La Région bruxelloise offre des stages de codage à cinq jeunes

La Région bruxelloise offre des stages de codage à cinq jeunes

Reporters/STG

Durant deux mois, 5 jeunes bruxellois vont être formés à différents langages informatiques. Parmi eux, deux frères syriens réfugiés.

Le gouvernement bruxellois a décidé d’offrir à 5 jeunes bruxellois l’occasion de pouvoir suivre un stage de codage auprès de la célèbre institution ‘Le Wagon’, a annoncé lundi la secrétaire d’État en charge de la Transition Numérique, Bianca Debaets (CD&V), à l’initiative du projet mené en collaboration avec le ministre de l’Emploi Didier Gosuin (DéFI).

Selon Mme Debaets, le codage est le ticket d’entrée au marché du travail au sein d’un monde numérique.

Le stage consiste en une formation intense au cours de laquelle les jeunes vont apprendre à développer des applications web au travers de différents langages de programmation (HTML, CSS, JavaScript, SQL, Ruby, Ruby on Rails,…).
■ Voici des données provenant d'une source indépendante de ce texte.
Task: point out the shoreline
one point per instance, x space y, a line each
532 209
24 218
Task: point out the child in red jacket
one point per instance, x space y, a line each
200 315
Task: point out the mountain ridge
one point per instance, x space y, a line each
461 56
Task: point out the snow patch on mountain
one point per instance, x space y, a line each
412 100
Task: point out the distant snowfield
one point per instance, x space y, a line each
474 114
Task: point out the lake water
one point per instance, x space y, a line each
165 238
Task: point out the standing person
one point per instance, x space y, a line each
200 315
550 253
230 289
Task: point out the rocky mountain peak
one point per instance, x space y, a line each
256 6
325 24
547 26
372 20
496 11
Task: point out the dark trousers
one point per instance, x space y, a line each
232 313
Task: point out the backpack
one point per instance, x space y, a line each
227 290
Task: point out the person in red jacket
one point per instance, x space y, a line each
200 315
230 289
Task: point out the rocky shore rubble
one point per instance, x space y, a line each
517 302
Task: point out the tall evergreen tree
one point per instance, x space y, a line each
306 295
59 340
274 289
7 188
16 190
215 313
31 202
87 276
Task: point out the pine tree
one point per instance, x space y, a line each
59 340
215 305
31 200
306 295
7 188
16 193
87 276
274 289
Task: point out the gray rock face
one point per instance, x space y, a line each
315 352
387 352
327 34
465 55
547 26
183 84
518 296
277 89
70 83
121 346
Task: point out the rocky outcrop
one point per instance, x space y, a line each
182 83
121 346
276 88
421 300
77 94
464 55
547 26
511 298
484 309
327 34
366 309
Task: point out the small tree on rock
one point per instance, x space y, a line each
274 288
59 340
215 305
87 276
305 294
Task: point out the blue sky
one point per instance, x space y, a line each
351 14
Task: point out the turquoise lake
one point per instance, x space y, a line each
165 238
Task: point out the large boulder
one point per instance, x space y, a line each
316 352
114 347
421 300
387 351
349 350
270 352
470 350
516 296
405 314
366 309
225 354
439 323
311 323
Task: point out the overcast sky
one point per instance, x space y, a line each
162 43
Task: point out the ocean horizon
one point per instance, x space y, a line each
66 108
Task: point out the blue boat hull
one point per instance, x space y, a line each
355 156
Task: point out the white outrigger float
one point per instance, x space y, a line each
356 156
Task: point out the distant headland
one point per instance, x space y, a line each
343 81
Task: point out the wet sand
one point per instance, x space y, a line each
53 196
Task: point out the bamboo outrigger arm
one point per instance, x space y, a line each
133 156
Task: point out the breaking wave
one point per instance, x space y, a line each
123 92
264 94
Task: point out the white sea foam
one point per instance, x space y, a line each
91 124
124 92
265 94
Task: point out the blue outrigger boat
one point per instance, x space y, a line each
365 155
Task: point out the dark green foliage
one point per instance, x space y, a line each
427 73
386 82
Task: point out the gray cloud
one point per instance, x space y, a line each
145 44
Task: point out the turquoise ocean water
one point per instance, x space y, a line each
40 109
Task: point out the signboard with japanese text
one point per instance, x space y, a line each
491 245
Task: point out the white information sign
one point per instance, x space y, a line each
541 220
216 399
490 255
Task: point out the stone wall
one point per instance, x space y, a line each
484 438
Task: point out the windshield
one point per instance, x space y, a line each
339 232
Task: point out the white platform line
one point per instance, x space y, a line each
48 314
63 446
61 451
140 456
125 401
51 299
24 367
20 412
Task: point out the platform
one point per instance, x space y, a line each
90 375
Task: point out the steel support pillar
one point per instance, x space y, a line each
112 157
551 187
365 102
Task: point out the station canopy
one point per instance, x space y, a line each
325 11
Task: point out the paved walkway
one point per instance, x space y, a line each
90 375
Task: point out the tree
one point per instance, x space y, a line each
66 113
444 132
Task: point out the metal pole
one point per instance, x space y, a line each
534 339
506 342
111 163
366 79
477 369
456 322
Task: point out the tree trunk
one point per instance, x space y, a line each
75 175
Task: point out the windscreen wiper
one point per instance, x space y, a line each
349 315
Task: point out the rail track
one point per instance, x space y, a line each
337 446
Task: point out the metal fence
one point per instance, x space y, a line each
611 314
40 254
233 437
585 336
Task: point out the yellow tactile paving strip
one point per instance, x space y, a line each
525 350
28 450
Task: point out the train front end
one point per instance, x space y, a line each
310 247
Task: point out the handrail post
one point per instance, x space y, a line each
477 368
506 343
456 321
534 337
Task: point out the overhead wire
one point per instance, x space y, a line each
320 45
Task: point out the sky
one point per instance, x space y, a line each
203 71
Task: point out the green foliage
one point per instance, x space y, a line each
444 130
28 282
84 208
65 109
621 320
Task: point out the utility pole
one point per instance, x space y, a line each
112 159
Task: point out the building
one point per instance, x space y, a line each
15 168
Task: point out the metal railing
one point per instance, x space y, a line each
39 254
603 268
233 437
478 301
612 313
Ces langages de programmation ne sont pas souvent disponibles dans les autres formations scolaires. La formation se déroule du 17 octobre au 16 décembre 2016.

Les cinq jeunes qui disposent de peu de moyens financiers ont été sélectionnés au terme d’une procédure de screening, appuyée de l’expertise de l’ASBL Maks, d’Evoliris et d’Actiris. Ils suivront, en compagnie d’autres jeunes venus des quatre coins du globe, un stage de 9 semaines chez «Le Wagon» d’ici la fin de l’année.
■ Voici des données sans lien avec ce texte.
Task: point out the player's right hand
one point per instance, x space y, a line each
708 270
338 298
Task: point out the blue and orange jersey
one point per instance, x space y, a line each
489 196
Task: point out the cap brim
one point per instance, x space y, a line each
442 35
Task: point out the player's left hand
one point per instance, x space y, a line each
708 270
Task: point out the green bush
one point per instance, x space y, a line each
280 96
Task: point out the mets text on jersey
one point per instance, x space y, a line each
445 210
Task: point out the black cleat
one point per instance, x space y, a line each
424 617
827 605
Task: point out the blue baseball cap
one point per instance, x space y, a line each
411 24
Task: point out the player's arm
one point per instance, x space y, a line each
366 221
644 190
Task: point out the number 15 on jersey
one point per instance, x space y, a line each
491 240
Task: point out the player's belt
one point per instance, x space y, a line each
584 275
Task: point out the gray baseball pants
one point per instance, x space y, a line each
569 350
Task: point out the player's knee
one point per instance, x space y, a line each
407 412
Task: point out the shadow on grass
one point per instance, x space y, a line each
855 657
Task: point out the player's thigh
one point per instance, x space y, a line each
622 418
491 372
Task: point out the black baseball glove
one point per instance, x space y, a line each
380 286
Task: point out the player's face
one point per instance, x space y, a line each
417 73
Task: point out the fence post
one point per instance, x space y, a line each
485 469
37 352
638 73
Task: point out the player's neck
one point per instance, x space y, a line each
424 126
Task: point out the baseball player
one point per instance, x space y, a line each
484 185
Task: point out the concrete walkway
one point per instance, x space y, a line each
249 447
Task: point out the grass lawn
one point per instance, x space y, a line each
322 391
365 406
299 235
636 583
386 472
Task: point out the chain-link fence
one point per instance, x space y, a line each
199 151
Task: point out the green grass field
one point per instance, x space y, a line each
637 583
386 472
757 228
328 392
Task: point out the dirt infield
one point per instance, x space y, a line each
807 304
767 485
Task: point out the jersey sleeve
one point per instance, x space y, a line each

Parmi ces cinq jeunes figurent deux frères syriens, arrivés en Belgique pour fuir la guerre civile. En outre, un jeune père, qui éprouvait des difficultés à trouver un travail à temps plein à cause de la malade grave de sa fille, fait aussi partie des sélectionnés.
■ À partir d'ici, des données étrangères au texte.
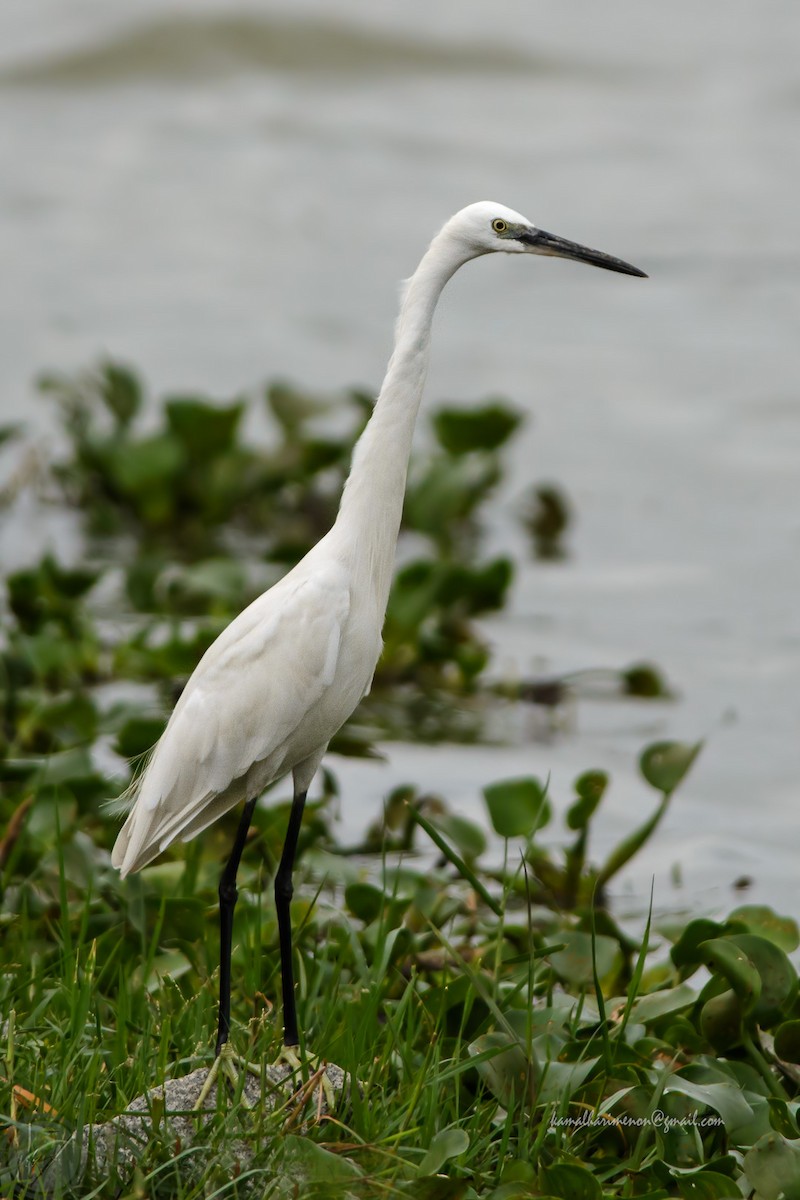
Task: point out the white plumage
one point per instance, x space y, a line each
284 676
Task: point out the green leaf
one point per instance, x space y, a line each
506 1071
121 391
589 787
773 1168
571 1182
517 807
480 429
721 1020
764 921
779 979
311 1163
364 900
137 467
468 837
446 1144
665 763
726 1098
575 963
205 430
725 958
657 1005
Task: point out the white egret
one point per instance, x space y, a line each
271 691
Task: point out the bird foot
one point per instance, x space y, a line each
317 1084
223 1066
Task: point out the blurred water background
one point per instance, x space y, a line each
226 193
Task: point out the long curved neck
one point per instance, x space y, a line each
372 502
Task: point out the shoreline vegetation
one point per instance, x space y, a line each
509 1037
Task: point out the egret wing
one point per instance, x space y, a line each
251 701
Toujours selon Bianca Debaets, ce projet a pu aboutir uniquement grâce au soutien financier de Smart City Scholarships.

La secrétaire d’État a encore dit espérer pouvoir poursuivre et étendre l’initiative l’année prochaine.

Selon Didier Gosuin, les jeunes gens sélectionnés pourront également ensuite effectuer un stage d’au moins trois mois dans une start-up, l’objectif étant d’assurer un bassin de main-d’œuvre qualifiée à Bruxelles, notamment via la conversion des chercheurs d’emploi vers les métiers en pénurie.